Une RELATION fondée sur la confiance Raimo Tuomainen et Lasse Huhtanen se connaissent depuis plus de 20 ans. Ils sont devenus de très bons amis, au point où ils ne se donnent plus la peine de négocier quand Raimo Tuomainen a besoin d’une nouvelle Volvo. « Lasse choisit les spécifications de la machine et me propose un bon prix dès le début et c’est tout », explique Raimo Tuomainen. « C’est sans problème. » Lasse Huhtanen a vendu les 25 machines Volvo CE que Raimo Tuomainen a achetées.
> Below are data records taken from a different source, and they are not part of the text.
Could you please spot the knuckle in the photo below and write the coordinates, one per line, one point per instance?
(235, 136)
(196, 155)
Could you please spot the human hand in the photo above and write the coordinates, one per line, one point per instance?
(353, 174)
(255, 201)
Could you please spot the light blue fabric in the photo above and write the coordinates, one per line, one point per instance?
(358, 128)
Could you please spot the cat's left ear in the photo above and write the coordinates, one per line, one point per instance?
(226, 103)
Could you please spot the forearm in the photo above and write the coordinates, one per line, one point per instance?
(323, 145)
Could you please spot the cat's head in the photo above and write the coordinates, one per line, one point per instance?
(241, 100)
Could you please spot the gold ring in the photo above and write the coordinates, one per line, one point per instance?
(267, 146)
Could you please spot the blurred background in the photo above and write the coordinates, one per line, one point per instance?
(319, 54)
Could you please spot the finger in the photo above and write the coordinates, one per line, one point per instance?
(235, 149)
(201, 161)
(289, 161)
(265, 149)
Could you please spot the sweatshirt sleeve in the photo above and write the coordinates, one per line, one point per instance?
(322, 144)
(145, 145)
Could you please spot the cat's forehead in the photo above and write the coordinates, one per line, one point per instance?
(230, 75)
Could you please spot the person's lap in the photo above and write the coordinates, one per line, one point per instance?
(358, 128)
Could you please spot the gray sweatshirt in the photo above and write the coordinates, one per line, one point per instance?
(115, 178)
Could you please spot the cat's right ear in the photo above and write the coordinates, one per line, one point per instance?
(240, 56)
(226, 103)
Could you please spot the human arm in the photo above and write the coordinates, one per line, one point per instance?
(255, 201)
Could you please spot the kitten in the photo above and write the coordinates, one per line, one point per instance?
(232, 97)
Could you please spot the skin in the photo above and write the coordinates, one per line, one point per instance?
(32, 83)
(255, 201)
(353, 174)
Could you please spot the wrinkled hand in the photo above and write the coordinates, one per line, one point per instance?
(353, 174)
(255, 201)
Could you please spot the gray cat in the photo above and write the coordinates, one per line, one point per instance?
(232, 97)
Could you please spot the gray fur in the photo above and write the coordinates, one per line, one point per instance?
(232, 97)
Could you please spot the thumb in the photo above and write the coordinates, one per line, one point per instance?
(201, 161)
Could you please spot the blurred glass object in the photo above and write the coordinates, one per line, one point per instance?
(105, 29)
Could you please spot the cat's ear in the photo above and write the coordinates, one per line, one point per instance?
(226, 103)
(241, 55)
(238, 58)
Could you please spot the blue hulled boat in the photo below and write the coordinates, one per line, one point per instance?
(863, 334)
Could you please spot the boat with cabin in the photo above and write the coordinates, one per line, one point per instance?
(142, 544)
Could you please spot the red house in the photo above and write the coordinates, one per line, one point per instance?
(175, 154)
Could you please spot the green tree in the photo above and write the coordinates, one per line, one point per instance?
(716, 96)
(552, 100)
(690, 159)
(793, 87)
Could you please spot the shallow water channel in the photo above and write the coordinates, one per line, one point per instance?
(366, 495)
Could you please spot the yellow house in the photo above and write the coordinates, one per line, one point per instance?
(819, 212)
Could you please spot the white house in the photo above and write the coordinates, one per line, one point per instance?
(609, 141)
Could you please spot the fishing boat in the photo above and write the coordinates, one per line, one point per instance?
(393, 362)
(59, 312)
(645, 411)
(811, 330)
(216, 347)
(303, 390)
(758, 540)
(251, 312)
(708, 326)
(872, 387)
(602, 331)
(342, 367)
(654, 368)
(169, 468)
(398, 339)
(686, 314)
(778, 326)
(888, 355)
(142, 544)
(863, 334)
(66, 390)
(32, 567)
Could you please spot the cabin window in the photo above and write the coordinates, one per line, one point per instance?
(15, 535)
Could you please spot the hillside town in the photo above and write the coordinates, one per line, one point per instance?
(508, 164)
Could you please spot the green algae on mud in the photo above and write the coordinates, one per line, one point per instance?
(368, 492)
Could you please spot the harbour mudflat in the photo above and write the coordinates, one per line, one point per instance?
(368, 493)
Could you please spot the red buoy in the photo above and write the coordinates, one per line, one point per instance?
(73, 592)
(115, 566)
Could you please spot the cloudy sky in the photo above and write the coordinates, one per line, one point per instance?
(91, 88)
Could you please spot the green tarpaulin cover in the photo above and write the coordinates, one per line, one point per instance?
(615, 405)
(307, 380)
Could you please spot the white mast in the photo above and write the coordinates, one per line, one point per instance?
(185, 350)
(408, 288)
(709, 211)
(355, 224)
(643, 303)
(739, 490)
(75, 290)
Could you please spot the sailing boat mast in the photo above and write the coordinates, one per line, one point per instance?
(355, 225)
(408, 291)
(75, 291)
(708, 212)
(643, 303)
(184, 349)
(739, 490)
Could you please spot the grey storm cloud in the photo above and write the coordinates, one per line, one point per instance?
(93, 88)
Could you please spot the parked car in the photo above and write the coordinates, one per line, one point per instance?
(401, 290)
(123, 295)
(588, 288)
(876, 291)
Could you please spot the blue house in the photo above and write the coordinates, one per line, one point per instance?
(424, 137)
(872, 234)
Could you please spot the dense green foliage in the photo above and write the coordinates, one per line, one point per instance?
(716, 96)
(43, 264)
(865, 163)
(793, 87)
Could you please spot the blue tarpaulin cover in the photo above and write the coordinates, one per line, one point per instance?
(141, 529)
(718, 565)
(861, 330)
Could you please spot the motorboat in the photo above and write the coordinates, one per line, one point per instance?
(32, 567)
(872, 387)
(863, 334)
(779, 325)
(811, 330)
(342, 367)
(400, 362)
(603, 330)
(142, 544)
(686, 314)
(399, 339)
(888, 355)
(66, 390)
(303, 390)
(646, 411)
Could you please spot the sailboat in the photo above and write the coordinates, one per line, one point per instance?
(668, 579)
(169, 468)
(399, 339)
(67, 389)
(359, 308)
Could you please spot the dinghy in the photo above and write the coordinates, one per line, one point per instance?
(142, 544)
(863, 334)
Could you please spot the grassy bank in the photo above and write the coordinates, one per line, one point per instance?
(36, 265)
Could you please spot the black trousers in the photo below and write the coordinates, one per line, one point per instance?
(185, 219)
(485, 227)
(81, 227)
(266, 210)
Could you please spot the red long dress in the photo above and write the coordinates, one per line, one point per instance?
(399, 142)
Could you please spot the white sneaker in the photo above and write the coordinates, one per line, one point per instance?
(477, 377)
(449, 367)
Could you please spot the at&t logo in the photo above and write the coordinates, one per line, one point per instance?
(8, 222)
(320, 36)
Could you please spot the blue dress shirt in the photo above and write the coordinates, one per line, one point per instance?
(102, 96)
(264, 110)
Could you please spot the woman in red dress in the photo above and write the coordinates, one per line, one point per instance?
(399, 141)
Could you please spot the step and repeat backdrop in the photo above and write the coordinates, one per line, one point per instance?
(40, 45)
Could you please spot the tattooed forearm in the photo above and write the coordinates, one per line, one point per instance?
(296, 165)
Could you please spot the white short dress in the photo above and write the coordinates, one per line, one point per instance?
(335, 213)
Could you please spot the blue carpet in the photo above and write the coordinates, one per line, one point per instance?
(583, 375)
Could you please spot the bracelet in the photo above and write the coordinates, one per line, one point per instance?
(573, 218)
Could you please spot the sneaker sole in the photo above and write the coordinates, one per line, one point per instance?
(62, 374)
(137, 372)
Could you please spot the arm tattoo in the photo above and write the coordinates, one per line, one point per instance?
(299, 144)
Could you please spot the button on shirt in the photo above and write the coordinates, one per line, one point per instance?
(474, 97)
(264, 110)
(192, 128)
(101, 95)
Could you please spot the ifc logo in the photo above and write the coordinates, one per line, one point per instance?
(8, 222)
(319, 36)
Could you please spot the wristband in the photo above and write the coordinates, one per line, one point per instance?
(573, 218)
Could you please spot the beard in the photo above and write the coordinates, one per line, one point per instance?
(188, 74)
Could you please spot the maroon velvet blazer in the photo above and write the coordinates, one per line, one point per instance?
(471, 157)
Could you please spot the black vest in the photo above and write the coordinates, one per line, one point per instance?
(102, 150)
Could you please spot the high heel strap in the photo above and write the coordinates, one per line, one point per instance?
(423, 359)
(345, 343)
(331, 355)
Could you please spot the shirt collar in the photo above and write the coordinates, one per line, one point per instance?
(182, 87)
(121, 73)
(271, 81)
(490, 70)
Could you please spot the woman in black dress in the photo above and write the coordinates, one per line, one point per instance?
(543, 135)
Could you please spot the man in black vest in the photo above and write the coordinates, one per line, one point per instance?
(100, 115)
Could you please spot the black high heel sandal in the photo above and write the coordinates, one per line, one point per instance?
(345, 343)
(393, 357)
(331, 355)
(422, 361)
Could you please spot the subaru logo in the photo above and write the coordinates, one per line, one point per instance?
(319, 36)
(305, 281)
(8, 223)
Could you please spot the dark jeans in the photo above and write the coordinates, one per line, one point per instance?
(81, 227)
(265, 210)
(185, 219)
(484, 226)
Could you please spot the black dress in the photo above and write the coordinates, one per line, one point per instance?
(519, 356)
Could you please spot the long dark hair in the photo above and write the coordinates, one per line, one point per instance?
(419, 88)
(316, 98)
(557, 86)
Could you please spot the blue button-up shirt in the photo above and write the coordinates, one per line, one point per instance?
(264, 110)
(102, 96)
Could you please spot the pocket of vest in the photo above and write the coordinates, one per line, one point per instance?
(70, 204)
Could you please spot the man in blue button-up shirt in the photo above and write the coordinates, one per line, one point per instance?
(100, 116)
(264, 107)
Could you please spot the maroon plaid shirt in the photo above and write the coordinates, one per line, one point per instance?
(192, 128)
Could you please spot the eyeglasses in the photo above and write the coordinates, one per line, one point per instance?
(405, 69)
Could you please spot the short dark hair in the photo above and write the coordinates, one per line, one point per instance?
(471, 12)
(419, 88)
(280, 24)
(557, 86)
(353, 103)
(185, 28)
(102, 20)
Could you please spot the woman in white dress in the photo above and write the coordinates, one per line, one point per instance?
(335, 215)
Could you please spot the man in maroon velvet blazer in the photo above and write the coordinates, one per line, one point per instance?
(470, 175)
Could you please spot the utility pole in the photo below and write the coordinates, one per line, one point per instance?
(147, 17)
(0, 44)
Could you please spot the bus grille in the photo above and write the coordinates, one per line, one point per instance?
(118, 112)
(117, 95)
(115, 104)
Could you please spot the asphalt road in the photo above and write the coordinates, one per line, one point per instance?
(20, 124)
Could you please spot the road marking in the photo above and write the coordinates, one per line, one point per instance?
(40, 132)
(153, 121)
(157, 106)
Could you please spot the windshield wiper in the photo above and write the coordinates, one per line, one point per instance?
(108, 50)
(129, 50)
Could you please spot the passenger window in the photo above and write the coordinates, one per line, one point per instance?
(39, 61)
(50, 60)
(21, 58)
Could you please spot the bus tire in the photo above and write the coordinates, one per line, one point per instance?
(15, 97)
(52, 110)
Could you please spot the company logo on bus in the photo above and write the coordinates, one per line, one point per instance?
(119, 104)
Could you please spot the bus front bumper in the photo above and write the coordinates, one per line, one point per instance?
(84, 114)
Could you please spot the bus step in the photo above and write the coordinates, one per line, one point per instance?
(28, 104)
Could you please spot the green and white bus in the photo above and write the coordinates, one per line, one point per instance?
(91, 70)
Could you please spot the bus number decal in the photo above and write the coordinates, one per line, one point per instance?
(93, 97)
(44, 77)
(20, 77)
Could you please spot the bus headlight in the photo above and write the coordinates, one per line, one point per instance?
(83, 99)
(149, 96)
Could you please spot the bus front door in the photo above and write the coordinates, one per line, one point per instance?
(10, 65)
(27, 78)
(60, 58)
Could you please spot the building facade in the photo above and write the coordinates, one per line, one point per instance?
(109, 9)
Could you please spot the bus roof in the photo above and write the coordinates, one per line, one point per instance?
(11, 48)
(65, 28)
Une nouvelle est en commande et devrait bientôt lui être livrée. « Nous pourrions revendre la L70C dans le cadre de cet achat, mais nous pouvons la garder. Je pense qu’il y a du travail pour elle dans un centre de recyclage de bois de la région », nous dit Raimo Tuomainen. la raison et non le cœur Là encore, la décision sera guidée par la raison et non le cœur. S’il en est un qui voudrait certainement la reprendre, c’est bien Jan-Peter Nybäck, directeur commercial de Volvo Construction Equipment pour la Finlande. « J’ai déjà une chargeuse sur pneus L70, de 1989, avec seulement 51 000 heures au compteur, mais je serais heureux de reprendre cette machine de 1996. » Mikko Tuomainen, qui, avec Sami, responsable des transports, travaille avec leur père dans l’entreprise familiale, pourrait aussi être intéressé. Il est mécanicien et adore travailler sur toutes sortes de véhicules anciens, des voitures américaines particulièrement (il possède une Chevrolet BelAir jaune et rénove actuellement un coupé Chevrolet de 1935 au moteur gonflé).

« On peut dire que cette machine est spéciale, mais c’est normal pour une Volvo. »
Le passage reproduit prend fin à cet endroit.